循環器トライアルデータベース

PEP-CHF
Perindopril in Elderly People with Chronic Heart Failure

目的 高齢の拡張不全患者において,ACE阻害薬perindoprilの有効性を検討する。
一次エンドポイントは全死亡+心不全による予定外の入院。
コメント 高齢者において拡張期心不全が重要であるが,これまでの大規模観察研究では,収縮不全の予後は治療法の進歩により改善したが,拡張期心不全の予後は変わっていない。これは,DIG-Preserved試験やCHARM-Preserved試験において,ジゴキシンもアンジオテンシン受容体拮抗薬(ARB)カンデサルタンも拡張期心不全患者の入院を減少するが,予後は改善しなかったように,本疾患に有効な治療法が確立していないためと考えられる。本試験は高齢者拡張期心不全において,ACE阻害薬ペリンドプリルの有用性をプラセボと検討した。ペリンドプリルにより,一次エンドポイントである全死亡+心不全による入院の改善は認められなかったが,心不全による予定外の入院は有意に低下し,1年後の心機能分類が改善し,6分間歩行距離が延長した。一次エンドポイントに有意差が出なかった理由として,脱落率が高く,イベント発生率が低く,両群で約90%がACE阻害薬のオープン投与となり検出力が低下したためと考えられる。本試験によりACE阻害薬の拡張期心不全に対する有効性が十分証明されたと言うことは難しいが,現在のところACE阻害薬が収縮不全,拡張期心不全の両者に対して,第一選択薬のひとつであることは示された。これに対して,J-DHF試験など,β遮断薬の有効性を検討した試験の結果が待たれるところである。(原田桑島
デザイン 無作為割付け,プラセボ対照,二重盲検,多施設(ブルガリア,チェコ共和国,ハンガリー,アイルランド,ポーランド,ロシア,スロバキア,英国の53施設),intention-to-treat解析。

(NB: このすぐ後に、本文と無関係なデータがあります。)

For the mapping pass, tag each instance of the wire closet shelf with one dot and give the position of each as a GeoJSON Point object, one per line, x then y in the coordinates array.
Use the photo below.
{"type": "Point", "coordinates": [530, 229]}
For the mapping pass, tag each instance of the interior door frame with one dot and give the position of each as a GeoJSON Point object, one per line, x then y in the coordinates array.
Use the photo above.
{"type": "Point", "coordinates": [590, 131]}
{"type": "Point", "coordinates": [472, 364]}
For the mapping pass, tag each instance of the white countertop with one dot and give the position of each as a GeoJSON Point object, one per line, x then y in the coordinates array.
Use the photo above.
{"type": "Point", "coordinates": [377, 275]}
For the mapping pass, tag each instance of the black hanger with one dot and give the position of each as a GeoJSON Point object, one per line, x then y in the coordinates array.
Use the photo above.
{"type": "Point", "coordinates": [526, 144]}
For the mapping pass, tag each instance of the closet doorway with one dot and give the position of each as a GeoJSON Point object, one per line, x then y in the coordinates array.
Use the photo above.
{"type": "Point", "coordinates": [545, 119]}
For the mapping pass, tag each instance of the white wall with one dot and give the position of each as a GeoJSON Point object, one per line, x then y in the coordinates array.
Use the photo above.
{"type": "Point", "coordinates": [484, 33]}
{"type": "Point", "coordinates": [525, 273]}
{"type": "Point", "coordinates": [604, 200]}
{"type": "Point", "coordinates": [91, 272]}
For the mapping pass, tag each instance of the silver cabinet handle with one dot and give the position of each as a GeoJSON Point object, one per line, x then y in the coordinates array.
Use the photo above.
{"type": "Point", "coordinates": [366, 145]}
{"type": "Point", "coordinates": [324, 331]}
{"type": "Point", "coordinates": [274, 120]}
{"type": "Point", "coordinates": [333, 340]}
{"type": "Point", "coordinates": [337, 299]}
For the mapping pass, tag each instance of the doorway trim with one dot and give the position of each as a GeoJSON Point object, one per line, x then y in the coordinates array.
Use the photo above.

期間 平均追跡期間は26.2か月(中央値2.1年)。登録期間は2000~2003年。
対象患者 850例。70歳以上;心エコーおよび臨床基準(労作時息切れ,起座呼吸あるいは発作性夜間呼吸困難,くるぶし腫脹など)で確認された拡張心不全の診断を受け利尿薬を服用しているもの;補助なしで歩行できるもの。
除外基準:壁運動指数<1.4;EF<40%;血行動態的に重大な弁疾患;前月の脳卒中;座位収縮期血圧<100mmHg;クレアチニン>200μmol/Lあるいはカリウム値>5.4mmol/Lなど。
■患者背景:平均年齢75歳,女性(perindopril群54%,プラセボ群57%),心不全罹病期間(8か月,11か月),血圧(138/80mmHg, 140/80mmHg),BMI(27.5kg/m², 27.6kg/m²),高血圧既往(両群とも79%),心筋梗塞既往(27%, 26%),糖尿病(21%, 20%),心房細動(19%, 22%),NYHA I~II度(77%, 74%)。治療状況:ループ系利尿薬(47%, 44%),サイアザイド系利尿薬(54%, 55%),低用量spironolactone(9%, 11%),digoxin(11%, 13%),aspirin(67%, 66%),β遮断薬(55%, 54%),硝酸薬(53%, 49%),Ca拮抗薬(32%, 33%),血糖降下薬(12%, 11%),脂質低下薬(36%, 31%)。
治療法 perindopril群(424例):2mg/日で投与を開始し,1週間後に忍容性を確認し4mg/日に増量,プラセボ群(426例)。
クレアチニン値が>250μmol/Lに上昇,あるいはベースライン時から>50μmol/L増加した場合,カリウム値が>5.5mmol/Lになった場合は減量,またが投与中止とした。
結果 1年後のperindopril 4mg/日治療率は90%であったが,ブラインド化中止例はperindopril群28%,プラセボ群26%と高く,18か月後までの投与中止例はそれぞれ40%,36%。試験終了時のオープンラベルでのACE阻害薬投与例はperindopril群35%,プラセボ群37%であった。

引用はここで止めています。